Situations containing complex systems – “wicked problem”, Horst Rittel in 1970s. – Easy problems have been solved, only difficult ones left as they cannot be defined let alone resolved.
Ten significant characteristics (Webber and Rittel, 1973):
- No definitive formulation e.g. problem of poverty in Texas is very similar but subtly different from poverty in Nairobi – no practical characteristics describe poverty.
- Traditional design problems have articulated & defined boundaries, wicked problems do not making it hard or impossible to measure/claim success.
- Solutions to wicked problems either good or bad, not right or wrong.
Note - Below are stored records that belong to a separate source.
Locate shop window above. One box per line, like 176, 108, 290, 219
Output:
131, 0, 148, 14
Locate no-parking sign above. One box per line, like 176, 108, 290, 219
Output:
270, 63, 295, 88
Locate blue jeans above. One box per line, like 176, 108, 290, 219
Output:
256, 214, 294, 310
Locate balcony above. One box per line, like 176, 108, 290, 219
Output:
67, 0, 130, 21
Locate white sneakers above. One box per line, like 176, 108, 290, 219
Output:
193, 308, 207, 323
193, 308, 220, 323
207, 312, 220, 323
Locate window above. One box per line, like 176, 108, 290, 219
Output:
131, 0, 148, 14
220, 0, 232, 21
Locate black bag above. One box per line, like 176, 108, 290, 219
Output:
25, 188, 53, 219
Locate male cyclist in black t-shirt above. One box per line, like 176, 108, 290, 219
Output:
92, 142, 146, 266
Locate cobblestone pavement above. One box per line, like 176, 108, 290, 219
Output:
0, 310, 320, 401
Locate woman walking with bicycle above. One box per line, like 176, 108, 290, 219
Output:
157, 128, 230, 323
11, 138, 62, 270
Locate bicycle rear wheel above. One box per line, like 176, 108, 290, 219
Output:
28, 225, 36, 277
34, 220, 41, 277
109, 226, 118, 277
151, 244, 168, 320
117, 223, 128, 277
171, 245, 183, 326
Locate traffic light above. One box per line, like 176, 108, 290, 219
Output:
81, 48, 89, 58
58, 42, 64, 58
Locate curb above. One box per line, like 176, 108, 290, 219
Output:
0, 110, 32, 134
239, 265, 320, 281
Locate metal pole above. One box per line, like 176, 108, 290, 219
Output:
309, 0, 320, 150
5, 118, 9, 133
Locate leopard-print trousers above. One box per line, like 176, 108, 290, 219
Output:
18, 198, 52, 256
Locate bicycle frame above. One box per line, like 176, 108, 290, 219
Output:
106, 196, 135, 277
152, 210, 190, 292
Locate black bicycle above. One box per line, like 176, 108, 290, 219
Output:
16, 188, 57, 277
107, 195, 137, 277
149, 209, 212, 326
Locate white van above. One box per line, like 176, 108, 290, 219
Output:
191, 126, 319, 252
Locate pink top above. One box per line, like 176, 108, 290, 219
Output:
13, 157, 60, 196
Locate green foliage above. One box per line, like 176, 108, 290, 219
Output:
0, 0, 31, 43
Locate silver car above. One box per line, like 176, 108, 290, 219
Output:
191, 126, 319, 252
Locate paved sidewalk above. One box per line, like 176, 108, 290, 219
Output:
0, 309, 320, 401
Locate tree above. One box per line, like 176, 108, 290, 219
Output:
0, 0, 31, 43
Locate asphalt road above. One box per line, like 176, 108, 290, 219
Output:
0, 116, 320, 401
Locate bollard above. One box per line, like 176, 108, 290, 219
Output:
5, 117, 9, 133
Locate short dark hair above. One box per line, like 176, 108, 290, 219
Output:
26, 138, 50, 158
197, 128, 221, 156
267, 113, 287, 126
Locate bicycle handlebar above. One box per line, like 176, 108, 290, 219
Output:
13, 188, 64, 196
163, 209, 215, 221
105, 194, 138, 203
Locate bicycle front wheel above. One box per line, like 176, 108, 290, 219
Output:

No ideal state to arrive at – improve situation, not solve it.
- No standard approach to wicked problems, each has to be tackled on its own merit.
- More than one explanation, appropriateness of each depending on perspective of designer.
- Wicked problem is symptom of another problem, e.g. interconnected quality of socio-economic political systems – change in education causes new behaviour in nutrition.
- No mitigation strategy for wicked problem has definitive scientific test as human invented – science tries to understand nature.
- Solution offered to wicked problem has only very limited applicability as any significant change will minimise ability for trial & error.
- Every wicked problem is unique.
- Designers must be responsible for their actions.
List extracted from https://www.wickedproblems.com /1_wicked_problems.php
Note: Not all hard-to-solve problems are wicked problems, only those with indeterminable scope and scale such as poverty.
Rittel, Horst. “Dilemmas in a General Theory of Planning.” Policy Sciences, 1973: 155-169.